Ricky Comeaux first made his mark in the music world during the 1980’s and 1990’s with creative partner Jerry Atwood as one half of the Houston based vocal duo Atwood and Comeaux but has reemerged as a solo artist two decades since they broke up their long-standing collaboration. His first solo album release If I Ruled the World features eleven songs drawn from Broadway and film, pop, and classic rock transformed by his signature tenor and intelligent creative revamping of their respective arrangements. Founder of Musicomm and longtime television/film composer Mark Holden oversaw the album’s production from his Los Angeles studio while Comeaux stayed close to his roots laying his vocals down at Houston’s Wire Road studios with producer Barry Coffing. It has taken Comeaux years to release his first solo effort for a variety of reasons, but the wait is well worth it.

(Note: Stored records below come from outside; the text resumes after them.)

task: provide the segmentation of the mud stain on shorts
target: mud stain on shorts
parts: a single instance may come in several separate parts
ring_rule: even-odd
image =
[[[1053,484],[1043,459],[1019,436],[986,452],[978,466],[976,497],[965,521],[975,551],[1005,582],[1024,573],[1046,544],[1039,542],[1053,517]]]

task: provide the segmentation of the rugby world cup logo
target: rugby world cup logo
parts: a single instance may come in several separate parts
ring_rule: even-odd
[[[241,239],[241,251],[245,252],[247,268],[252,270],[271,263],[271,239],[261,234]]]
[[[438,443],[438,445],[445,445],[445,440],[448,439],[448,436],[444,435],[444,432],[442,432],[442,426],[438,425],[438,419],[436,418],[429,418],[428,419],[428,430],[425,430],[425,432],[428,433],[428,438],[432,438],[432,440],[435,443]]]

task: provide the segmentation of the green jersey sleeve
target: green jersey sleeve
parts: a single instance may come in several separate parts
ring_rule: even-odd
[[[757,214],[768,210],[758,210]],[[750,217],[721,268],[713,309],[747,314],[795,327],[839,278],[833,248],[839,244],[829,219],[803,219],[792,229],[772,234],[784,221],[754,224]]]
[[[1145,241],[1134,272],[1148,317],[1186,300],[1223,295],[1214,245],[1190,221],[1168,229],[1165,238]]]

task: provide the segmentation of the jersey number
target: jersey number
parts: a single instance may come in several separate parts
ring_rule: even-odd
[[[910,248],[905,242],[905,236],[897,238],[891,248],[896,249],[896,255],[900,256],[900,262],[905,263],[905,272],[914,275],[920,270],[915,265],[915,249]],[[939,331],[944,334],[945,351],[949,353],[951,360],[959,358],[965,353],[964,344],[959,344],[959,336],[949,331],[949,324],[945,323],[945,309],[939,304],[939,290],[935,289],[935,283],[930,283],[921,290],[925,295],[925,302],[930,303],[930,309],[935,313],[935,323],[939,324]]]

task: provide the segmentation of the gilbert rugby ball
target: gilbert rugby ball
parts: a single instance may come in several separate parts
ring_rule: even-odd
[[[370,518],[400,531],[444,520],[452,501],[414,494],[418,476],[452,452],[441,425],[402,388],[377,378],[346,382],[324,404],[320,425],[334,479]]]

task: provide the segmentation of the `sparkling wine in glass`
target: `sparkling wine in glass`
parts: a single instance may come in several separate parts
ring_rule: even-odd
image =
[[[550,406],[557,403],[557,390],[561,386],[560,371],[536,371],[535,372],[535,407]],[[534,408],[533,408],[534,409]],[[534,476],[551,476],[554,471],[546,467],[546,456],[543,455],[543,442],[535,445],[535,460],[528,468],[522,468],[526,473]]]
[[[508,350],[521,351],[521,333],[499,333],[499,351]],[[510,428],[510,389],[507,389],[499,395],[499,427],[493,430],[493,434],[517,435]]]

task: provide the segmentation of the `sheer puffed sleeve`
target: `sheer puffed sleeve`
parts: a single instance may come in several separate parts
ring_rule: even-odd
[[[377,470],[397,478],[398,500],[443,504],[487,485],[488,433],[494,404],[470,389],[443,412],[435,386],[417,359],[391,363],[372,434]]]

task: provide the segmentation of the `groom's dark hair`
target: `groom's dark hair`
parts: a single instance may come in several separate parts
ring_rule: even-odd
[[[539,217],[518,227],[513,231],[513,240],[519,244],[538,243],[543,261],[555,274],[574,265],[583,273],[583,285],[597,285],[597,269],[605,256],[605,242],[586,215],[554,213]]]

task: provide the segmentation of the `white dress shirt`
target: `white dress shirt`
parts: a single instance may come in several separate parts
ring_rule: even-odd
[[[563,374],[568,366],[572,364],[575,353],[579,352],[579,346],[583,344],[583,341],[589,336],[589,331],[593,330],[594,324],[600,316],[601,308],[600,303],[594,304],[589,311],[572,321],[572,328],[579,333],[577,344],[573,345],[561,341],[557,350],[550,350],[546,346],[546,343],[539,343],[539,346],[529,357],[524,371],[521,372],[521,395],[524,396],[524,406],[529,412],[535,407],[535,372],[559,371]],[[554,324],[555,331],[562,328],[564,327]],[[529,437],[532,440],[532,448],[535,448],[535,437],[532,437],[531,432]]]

“Theme from Kiss of the Spider Woman” exhibits many of the five-star production values making this collection such an enjoyable listening experience. Much of Comeaux’s target audience will enjoy the understated Latin flavor driving the track, particularly the tasteful percussion, but the quality standing out the most is Comeaux’s singing. He boasts evocative phrasing capable of drawing all but the most cynical of listeners into his musical web and understands how to play into the song’s dynamics.
Ricky Comeaux sings the classic “”Theme From Kiss of the Spider Woman” with on-screen lyrics to follow along.
His unerring instincts in this area continue with his cover of Andrew Lloyd-Webber’s “Tell Me on a Sunday”. The elegant piano playing invokes genuine musical poetry and Comeaux plays his voice off quite well in juxtaposition with the instrument’s melodic lines. It rises and falls in dramatic fashion, particularly near the end, and Comeaux’s voice works quite well within in this musical setting. His version of Leonard Cohen’s “Hallelujah”, now perhaps the most popular work in Cohen’s towering catalog of tunes, stakes out his own territory as an interpreter of this now standard and he essays Cohen’s deeply personal lyric as if he penned the song himself.
Sammy Davis Jr. would have never imagined his classic “I’ve Gotta Be Me” in the way Comeaux re-envisions it here with terse percussion accompaniment and rock guitar, but Comeaux recasts the song with great success and it ends up striking the same rousing note present in the original. It is a brief performance but nonetheless takes an interesting turn a little before its halfway point when the rock pose falls away and the track veers much closer to Davis Jr’s conception of the track.
The title track unrolls in languid fashion akin to its original popular version from Tony Bennett, but Comeaux wisely opts for never aping Bennett’s vocal mannerisms in any meaningful way. Its orchestral qualities are never schmaltzy. It is, naturally for a title track, one of the stronger vocal performances included on the release. First popularized by Lenny Welch and later successfully covered by Al Jarreau, the closer “Since I Fell For You” is one of the album’s longer performances and opens with string flourish before segueing into a keyboard/vocal duet dominating much of the track. Comeaux’s voice reaches impressive heights with this concluding song that makes it a more than appropriate final curtain. There’s accessibility and sophisticated style defining this album in equal measure. If I Ruled the World is a memorable return in every way for Ricky Comeaux.